Die Sehnsucht nach einer einfachen Welt
Unsere moderne Welt ist überwältigend. Klimawandel, globale Wirtschaftskrisen, Informationsfluten, soziale Umbrüche – all das erzeugt in uns ein Gefühl des Kontrollverlusts und eine tiefsitzende Angst. Unser Gehirn, das seit Jahrtausenden darauf trainiert ist, uns vor Gefahren zu schützen, hasst dieses Gefühl. Es sehnt sich nach einfachen, klaren Antworten.
Und die einfachste Antwort auf eine komplexe Bedrohung ist immer: ein klar definierter Feind.
Das Feindbild ist eine Art mentaler Abfalleimer. Wir können all unsere Ängste, unsere Frustrationen und unsere Wut hineinwerfen und ihm ein einziges, klares Gesicht geben: "die da oben", "die Medien", "die Ungeimpften", "die Klimakleber", "die Ausländer". Der genaue Name ist austauschbar. Die Funktion ist immer dieselbe: Eine komplizierte, beängstigende Welt wird auf einen simplen Gut-gegen-Böse-Konflikt reduziert. Das gibt uns das Gefühl, die Welt wieder zu verstehen und auf der richtigen Seite zu stehen.
Die Entmenschlichung: Wenn der Nachbar zum "Problem" wird
Sobald wir ein Feindbild erschaffen haben, passiert etwas Gefährliches. Wir hören auf, die Menschen auf der anderen Seite als komplexe Individuen mit eigenen Ängsten, Hoffnungen und vielleicht sogar nachvollziehbaren Gründen für ihre Sichtweise zu sehen. Sie werden zu einem Etikett, zu einem Symbol für alles, was wir ablehnen.
Sie sind nicht mehr Peter, der sich Sorgen um seinen Job macht, oder Sabine, die Angst vor der Zukunft ihrer Kinder hat. Sie sind nur noch "der AfD-Wähler" oder "die links-grün Versiffte". Wir nehmen ihnen ihre Menschlichkeit, damit wir sie ohne schlechtes Gewissen verurteilen können. Wie bei einem Computervirus versuchen wir nicht mehr, den Code zu verstehen; wir wollen die Datei nur noch löschen.
Der Preis der Einfachheit: Was wir wirklich zerstören
Diese scheinbare Vereinfachung hat einen extrem hohen Preis. Jedes Mal, wenn wir ein Feindbild erschaffen, "ermorden" wir symbolisch die wichtigsten Grundlagen unserer Gesellschaft:
- Wir ermorden die Wahrheit: In einer Welt aus Freunden und Feinden gibt es nur noch "unsere Wahrheit" und "ihre Lügen". Die objektive, nuancierte Realität stirbt in den Schützengräben des Ideologiekriegs.
- Wir ermorden die Empathie: Wir können kein Mitgefühl für einen "Feind" empfinden. Unsere Fähigkeit, uns in andere hineinzuversetzen, verkümmert.

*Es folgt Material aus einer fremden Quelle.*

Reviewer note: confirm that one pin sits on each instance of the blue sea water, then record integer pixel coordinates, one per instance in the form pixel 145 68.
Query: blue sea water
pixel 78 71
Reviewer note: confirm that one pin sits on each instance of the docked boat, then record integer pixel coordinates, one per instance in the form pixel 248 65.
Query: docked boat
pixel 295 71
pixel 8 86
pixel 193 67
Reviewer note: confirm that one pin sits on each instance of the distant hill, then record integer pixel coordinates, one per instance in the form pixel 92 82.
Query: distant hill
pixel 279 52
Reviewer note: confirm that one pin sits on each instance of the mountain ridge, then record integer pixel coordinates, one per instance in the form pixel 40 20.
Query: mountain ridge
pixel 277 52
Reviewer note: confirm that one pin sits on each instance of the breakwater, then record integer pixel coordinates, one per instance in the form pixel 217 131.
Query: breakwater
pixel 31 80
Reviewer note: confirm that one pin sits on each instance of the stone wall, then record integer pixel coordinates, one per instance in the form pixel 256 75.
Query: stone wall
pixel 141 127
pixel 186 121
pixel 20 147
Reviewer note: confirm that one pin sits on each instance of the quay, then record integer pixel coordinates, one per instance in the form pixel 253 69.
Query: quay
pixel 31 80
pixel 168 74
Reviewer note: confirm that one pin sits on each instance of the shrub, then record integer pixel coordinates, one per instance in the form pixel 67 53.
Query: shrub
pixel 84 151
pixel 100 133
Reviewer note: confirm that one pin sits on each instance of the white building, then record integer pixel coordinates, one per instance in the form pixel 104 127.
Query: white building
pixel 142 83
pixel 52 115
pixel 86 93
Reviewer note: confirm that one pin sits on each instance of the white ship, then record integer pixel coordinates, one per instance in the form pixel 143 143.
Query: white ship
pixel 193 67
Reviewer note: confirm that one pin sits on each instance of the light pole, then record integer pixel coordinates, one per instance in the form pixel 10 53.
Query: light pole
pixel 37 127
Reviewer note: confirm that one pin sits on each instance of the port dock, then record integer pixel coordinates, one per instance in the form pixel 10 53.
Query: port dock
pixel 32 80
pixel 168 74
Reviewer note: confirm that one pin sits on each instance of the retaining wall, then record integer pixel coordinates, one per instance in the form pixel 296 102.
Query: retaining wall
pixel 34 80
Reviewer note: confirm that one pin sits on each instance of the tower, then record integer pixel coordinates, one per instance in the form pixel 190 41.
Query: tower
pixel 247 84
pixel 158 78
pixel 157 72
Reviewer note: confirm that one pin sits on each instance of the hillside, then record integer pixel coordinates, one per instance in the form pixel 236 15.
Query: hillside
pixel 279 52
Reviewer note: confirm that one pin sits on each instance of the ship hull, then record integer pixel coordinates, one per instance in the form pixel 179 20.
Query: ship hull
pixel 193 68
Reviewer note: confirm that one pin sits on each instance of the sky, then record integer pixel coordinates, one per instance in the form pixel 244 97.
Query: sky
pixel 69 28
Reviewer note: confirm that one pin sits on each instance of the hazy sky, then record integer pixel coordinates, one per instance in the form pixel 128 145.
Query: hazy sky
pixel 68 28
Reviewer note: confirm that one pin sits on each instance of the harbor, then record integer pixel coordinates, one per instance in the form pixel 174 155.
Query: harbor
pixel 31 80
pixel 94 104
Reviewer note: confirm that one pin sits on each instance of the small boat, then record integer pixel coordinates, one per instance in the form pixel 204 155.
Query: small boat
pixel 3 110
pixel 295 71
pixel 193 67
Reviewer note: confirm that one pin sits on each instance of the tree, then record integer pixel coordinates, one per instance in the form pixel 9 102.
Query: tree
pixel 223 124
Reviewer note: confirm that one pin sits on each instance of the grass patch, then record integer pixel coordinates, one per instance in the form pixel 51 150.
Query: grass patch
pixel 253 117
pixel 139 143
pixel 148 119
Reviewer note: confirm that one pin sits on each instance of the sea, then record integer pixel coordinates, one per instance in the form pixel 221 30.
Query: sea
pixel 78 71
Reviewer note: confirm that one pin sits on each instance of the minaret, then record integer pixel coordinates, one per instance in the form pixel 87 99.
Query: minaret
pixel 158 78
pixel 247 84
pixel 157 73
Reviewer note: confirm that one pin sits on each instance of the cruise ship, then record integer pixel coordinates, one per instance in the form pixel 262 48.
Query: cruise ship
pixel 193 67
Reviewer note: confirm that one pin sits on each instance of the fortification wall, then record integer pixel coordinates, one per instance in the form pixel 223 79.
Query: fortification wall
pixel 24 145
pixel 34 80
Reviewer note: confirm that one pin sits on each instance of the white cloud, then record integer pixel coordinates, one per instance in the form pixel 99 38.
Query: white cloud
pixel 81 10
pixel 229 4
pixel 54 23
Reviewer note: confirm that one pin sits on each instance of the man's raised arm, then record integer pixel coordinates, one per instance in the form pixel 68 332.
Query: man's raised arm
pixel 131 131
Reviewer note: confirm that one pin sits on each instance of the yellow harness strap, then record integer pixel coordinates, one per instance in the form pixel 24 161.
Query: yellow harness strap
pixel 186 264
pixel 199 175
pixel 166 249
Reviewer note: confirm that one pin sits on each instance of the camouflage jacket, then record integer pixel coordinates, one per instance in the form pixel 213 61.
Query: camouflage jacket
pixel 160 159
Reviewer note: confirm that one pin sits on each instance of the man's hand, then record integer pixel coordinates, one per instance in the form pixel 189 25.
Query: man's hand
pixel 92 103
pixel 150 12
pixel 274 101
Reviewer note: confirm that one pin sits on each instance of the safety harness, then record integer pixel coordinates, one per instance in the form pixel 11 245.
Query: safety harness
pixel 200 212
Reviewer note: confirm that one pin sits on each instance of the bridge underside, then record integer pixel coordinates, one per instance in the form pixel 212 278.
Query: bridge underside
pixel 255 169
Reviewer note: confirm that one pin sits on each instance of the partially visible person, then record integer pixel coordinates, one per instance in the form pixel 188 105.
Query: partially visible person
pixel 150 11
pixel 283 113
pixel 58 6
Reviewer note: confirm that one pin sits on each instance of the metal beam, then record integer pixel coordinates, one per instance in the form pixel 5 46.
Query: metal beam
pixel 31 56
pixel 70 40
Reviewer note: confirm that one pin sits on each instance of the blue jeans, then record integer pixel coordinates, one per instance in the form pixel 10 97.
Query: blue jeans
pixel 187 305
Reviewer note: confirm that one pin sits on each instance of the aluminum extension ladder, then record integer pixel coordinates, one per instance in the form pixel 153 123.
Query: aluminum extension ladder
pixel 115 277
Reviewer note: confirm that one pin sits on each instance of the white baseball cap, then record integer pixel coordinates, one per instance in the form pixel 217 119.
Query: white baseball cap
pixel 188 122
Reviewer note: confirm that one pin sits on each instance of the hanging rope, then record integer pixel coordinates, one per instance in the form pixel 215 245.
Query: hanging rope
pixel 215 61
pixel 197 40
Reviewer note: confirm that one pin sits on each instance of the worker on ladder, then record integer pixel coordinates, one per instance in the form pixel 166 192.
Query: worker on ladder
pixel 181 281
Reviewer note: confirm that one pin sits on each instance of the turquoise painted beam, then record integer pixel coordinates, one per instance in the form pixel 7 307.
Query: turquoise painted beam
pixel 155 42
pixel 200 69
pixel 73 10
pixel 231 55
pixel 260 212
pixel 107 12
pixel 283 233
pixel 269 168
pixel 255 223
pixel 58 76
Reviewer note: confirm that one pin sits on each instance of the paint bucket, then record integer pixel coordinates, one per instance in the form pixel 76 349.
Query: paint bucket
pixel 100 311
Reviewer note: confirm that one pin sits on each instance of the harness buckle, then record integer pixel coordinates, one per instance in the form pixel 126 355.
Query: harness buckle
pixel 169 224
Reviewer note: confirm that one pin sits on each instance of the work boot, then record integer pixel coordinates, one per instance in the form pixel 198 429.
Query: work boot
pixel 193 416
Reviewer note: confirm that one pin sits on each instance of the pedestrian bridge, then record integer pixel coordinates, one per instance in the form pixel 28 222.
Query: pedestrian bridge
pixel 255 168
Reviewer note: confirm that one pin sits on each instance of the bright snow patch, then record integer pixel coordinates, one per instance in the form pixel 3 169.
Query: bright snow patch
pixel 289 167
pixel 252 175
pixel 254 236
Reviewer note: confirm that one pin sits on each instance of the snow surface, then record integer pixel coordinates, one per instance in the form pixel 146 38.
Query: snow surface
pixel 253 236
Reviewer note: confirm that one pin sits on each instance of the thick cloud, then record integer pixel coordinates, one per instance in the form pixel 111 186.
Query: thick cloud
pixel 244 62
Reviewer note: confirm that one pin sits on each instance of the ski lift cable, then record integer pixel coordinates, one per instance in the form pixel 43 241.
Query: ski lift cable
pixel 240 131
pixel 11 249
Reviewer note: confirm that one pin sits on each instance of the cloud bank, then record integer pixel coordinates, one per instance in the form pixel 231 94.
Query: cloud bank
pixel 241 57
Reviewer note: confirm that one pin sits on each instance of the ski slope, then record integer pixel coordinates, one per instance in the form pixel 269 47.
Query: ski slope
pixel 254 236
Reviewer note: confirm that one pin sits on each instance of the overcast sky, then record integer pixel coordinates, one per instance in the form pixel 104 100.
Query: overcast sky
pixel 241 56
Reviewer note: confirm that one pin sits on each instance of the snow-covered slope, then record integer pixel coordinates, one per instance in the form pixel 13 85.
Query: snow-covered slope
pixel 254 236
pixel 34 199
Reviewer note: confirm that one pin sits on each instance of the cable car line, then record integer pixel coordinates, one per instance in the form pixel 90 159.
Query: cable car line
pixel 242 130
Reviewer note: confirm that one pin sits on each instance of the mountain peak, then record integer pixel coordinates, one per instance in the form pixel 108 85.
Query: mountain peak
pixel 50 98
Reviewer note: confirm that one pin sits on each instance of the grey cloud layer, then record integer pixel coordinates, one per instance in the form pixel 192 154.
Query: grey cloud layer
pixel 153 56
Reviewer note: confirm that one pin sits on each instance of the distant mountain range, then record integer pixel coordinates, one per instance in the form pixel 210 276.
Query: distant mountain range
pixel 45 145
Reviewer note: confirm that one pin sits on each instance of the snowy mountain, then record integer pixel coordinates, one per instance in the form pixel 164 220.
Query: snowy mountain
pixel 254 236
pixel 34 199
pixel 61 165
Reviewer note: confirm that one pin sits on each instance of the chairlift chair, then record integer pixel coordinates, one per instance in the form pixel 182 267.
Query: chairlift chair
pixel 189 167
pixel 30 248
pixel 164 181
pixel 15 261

- Wir ermorden den Fortschritt: Komplexe Probleme erfordern die Zusammenarbeit aller klugen Köpfe. Im Zustand des Krieges gibt es keine Kooperation, nur den Versuch, den anderen zu besiegen. Echter Fortschritt wird unmöglich.
Der Ausweg: Die Kultivierung des "Raums dazwischen"

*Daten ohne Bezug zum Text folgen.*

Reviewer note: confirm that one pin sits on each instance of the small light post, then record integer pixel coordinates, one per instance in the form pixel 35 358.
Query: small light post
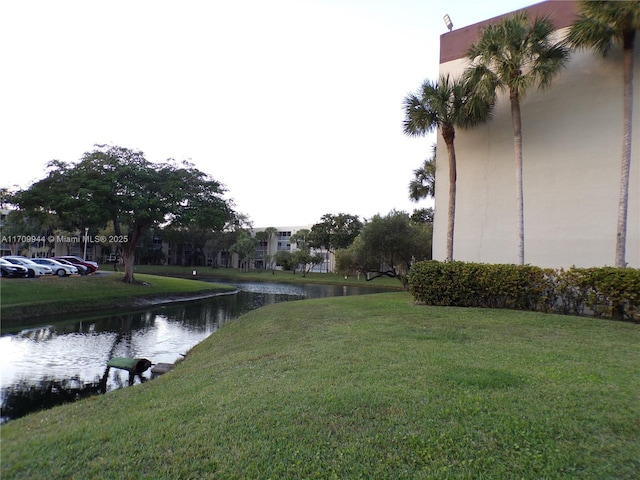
pixel 86 233
pixel 448 22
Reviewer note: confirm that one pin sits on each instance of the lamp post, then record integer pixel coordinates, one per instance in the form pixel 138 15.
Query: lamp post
pixel 448 22
pixel 86 232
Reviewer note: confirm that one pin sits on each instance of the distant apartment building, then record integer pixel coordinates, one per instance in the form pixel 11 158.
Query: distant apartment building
pixel 281 240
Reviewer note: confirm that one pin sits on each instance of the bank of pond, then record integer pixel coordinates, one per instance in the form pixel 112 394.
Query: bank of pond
pixel 68 358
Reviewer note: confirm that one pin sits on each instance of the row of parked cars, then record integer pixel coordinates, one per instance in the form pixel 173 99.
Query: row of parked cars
pixel 19 266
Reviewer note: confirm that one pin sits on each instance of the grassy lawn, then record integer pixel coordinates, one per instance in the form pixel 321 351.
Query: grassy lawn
pixel 268 276
pixel 23 299
pixel 369 386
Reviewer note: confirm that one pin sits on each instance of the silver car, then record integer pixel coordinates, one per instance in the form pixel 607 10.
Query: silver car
pixel 58 268
pixel 33 268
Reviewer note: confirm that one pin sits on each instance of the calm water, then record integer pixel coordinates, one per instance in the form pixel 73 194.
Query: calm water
pixel 52 364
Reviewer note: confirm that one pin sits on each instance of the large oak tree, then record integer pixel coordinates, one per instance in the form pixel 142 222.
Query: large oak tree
pixel 118 185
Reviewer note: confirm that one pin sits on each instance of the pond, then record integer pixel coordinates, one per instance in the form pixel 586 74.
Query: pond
pixel 52 364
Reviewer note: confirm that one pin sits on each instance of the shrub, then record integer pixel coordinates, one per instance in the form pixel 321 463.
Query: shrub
pixel 606 291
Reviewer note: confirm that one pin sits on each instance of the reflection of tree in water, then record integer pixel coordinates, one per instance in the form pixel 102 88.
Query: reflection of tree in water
pixel 23 398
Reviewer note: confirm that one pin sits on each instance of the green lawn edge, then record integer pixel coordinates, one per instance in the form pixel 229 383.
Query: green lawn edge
pixel 279 276
pixel 30 301
pixel 370 386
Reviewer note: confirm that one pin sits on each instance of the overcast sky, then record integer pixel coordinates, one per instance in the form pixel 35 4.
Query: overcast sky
pixel 295 105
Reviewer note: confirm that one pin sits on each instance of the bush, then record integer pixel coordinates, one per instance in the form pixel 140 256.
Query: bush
pixel 609 292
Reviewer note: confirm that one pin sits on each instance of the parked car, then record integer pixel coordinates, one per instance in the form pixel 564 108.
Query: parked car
pixel 8 269
pixel 82 270
pixel 58 268
pixel 92 266
pixel 33 269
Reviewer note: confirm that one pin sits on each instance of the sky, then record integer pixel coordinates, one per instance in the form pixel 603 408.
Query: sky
pixel 294 105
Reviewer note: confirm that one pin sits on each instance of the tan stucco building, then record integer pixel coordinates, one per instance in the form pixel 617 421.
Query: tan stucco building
pixel 572 149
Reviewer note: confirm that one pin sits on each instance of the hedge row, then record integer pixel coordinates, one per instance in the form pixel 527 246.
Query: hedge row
pixel 606 291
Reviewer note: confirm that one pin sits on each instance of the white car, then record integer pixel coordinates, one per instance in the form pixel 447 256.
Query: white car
pixel 58 268
pixel 33 268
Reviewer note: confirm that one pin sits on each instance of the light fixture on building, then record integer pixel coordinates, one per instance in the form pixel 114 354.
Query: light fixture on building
pixel 448 22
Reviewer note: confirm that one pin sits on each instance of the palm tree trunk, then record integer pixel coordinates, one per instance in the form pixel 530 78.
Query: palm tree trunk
pixel 448 133
pixel 516 120
pixel 623 202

Wie entkommen wir dieser Falle? Der erste Schritt ist nicht, zu versuchen, unsere "Feinde" zu bekehren. Der erste Schritt findet in uns selbst statt. Es ist die bewusste Entscheidung, den winzigen Raum zwischen einem Reiz (z.B. einer provozierenden Schlagzeile) und unserer automatischen Reaktion (Wut, Verurteilung) zu finden und zu vergrößern.
In diesem "Raum dazwischen" können wir uns eine andere Frage stellen. Statt "Wie kann jemand nur so dumm/böse sein?", können wir fragen: "Welche Angst, welche Not oder welches ungestillte Bedürfnis könnte diesen Menschen zu seiner Überzeugung treiben?"
Diese Frage bedeutet nicht, dass wir zustimmen müssen. Aber sie verwandelt den "Feind" wieder in einen Menschen. Sie bricht die gefährliche Vereinfachung auf und öffnet die Tür einen Spalt breit für Verständnis und damit für echte Lösungen.
Eine bessere Welt beginnt nicht damit, dass wir unsere Feinde besiegen. Sie beginnt damit, dass wir die Kategorie "Feind" aus unserer eigenen Software löschen.